Starting problem

Concerning a 2002 buick century with about 52, 000 miles: About 8 months ago, the car wouldn?t start: battery was ok -lights would go on -no clicking noise -just nothing. Had the car towed about 20 miles to a GM dealer, and when the car was unloaded, it started fine. Left the car there for about a week, dealer tried several times a day to start the car, and it started ok each time. Dealer puzzled, switched a couple of gizmos in the computer system, without any result: said to use a different ignition key, which I have been doing. Drove on home, car worked fine for next couple of months, then same thing happened -car just wouldn?t start. Had it towed again, and same thing happened -when it got to the shop, started without a problem. Mechanic shined up the cable to the starter and suggested if it happens again, jiggle the shift lever up and down, jiggle the steering column up and down. Drove home again, and in another couple months, did it again. Jiggled the gear lever and the steering column without any IMMEDIATE result. That was a Saturday afternoon, so couldn?t call the repair shop so that they could come and see what was going on. Got ready to walk, gave the thing one final chance by turning the key, and it started. Mechanic puzzled -says it could be in the key, or the starter, could be something in the steering column, could be something in the transmission - but no telling what. Any help ?

The obvious cause would be an erratic neutral safety switch. Have they not considered this?
When it won’t start shift into neutral and try it. If it starts then you know that is the problem.

Another less likely causes could be the electrical part of the ignition switch or a security system fault if the car is equipped with this.
“Shining the shift cable” is a good one.

When any circuit doesn’t work sometime, the circuit should be energized (key turned ON) many times until a particular section of the (START, etc) circuit shows a fault. For example: disconnect the START circuit wire at the starter solenoid. Touch the voltmeter positive lead to the disconnected wire terminal. Have helper turn the ignition to START, and OFF, START and OFF until it misses to send the 12 volts. Then, the voltmeter probe is moved one device (switch, etc.) closer to the ignition switch, and START and Off multiple times until voltage fails. When voltage doesn’t fail, the device (switch) that was just previouly checked (lost voltage), is the defective one.

I appreciate very much the suggestion re the neutral safety switch -that has not been mentioned, and I will ask about it. Usually, when I start the car, the shift lever is in the park position.
I’m obviously not a mechanic,and so when I spoke of 'shining up’something, I should have said that I understood that the mechanic had checked the cable to the starter to see if there was any corrosion -and had 'shined it up’to remove any possible traces of such.
Again,many thanx for your reply

The OP said he wasn’t a mechanic but maybe he should show your post to whoever works on the car- if he can convince the tech it makes sense.
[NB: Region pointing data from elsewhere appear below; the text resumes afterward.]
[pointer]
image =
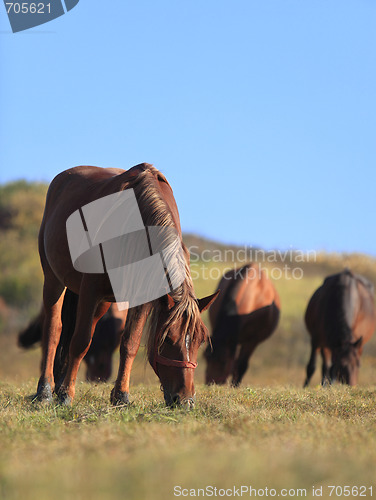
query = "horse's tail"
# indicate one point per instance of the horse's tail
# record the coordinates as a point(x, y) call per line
point(32, 333)
point(68, 318)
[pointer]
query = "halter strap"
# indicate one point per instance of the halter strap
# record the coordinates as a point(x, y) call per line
point(162, 360)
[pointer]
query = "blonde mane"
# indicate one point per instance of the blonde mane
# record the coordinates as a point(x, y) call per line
point(155, 212)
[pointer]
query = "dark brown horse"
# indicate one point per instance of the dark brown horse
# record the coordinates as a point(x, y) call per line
point(176, 328)
point(245, 314)
point(106, 339)
point(340, 318)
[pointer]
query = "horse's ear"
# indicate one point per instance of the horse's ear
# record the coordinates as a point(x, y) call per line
point(206, 302)
point(170, 301)
point(357, 343)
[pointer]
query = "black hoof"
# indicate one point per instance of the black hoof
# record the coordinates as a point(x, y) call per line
point(119, 398)
point(44, 392)
point(63, 397)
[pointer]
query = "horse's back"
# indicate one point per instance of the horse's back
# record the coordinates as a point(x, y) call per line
point(341, 309)
point(243, 292)
point(68, 192)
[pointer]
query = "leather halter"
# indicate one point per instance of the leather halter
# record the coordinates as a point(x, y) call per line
point(162, 360)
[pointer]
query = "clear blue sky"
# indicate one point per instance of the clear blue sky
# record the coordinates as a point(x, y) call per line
point(261, 113)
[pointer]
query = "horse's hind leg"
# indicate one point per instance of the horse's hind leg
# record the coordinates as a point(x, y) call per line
point(326, 356)
point(241, 364)
point(89, 311)
point(52, 302)
point(129, 345)
point(311, 365)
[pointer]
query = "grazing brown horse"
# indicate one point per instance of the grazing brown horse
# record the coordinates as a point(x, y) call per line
point(106, 340)
point(245, 314)
point(176, 328)
point(340, 318)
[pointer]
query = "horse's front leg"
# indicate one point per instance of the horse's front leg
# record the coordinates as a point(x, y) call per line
point(89, 311)
point(53, 297)
point(129, 345)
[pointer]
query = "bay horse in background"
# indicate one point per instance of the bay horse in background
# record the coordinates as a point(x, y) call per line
point(176, 329)
point(106, 340)
point(340, 318)
point(245, 314)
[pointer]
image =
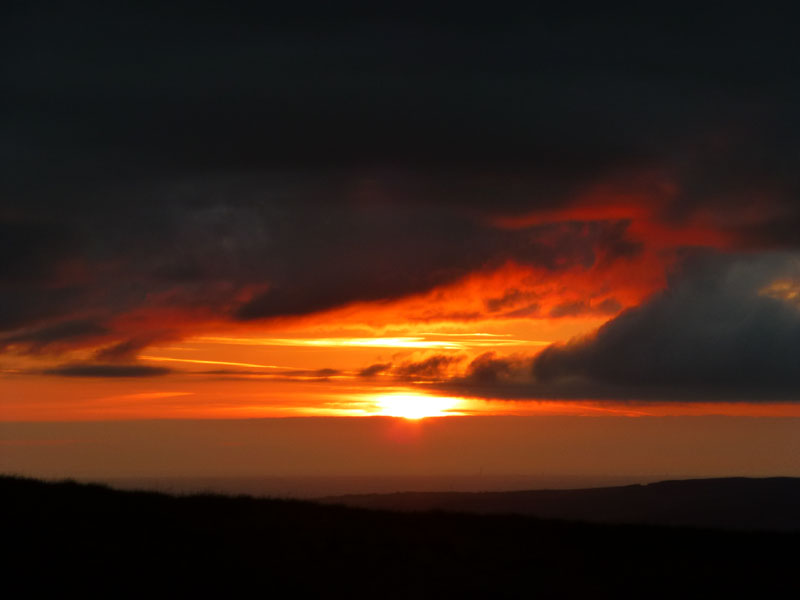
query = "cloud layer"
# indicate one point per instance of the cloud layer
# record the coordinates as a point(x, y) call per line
point(168, 170)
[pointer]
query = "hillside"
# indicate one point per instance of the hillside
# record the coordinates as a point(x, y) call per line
point(91, 539)
point(729, 503)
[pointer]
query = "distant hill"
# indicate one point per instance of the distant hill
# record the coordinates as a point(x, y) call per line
point(62, 538)
point(731, 503)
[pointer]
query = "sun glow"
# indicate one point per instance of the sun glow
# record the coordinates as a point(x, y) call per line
point(416, 406)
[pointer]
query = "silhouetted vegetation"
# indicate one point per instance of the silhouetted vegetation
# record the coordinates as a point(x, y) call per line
point(97, 541)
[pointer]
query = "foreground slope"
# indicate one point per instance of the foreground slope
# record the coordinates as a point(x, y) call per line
point(68, 536)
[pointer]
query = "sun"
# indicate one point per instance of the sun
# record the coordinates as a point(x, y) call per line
point(416, 406)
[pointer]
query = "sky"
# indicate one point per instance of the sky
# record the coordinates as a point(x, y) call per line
point(251, 211)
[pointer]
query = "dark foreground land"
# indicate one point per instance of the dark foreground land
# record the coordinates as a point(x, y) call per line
point(739, 503)
point(62, 537)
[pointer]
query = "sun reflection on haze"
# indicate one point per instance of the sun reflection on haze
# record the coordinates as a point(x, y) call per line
point(416, 406)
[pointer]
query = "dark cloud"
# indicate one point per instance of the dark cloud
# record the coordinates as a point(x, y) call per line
point(575, 308)
point(105, 370)
point(433, 367)
point(233, 163)
point(727, 328)
point(39, 339)
point(375, 369)
point(489, 368)
point(713, 333)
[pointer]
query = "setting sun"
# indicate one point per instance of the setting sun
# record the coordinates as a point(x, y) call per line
point(416, 406)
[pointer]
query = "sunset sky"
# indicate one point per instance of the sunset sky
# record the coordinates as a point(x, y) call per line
point(543, 217)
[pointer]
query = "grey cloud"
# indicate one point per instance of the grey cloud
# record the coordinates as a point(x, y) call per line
point(713, 334)
point(106, 370)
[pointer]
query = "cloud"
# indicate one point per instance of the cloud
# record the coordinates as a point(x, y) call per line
point(375, 369)
point(163, 171)
point(727, 328)
point(435, 367)
point(712, 334)
point(106, 370)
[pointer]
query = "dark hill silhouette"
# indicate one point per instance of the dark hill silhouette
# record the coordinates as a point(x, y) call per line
point(730, 503)
point(63, 538)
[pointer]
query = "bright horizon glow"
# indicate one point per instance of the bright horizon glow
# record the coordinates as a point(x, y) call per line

What surprises me about this is that apparently nobody working on the car has considered the neutral safety switch. That’s always the prime suspect whenver a starter solenoid will not click when the key is turned to the START position.

Granted, a test may be inconclusive if the vehicle is starting every time but one would have thought that someone would have suggested the neutral switch by this point.

Next time it acts up shift gently into neutral and then try to start it.

I’m not really surprised to note that no one (mechanic, whomever) has an electrical troubleshooting technique, nor, knows how to read an electrical wiring diagram, nor, reads the repair manuals. If my impression is wrong, they can prove it by fixing this problem. Is there no teaching, or learning, in this half of vehicle maintenance? Yes, these start circuits are more complicated than on many other vehicles: 1. ignition switch, 2. PCM, 3. starter relay, 4. P/N switch, 5. starter hold-in coil, 6. four, or five, fuses, 7. Two wiring circuits. This may be a “three-mechanic” job: one to read the wiring schematic, a second to manipulate the digital multimeter, and a third to operate the ignition switch.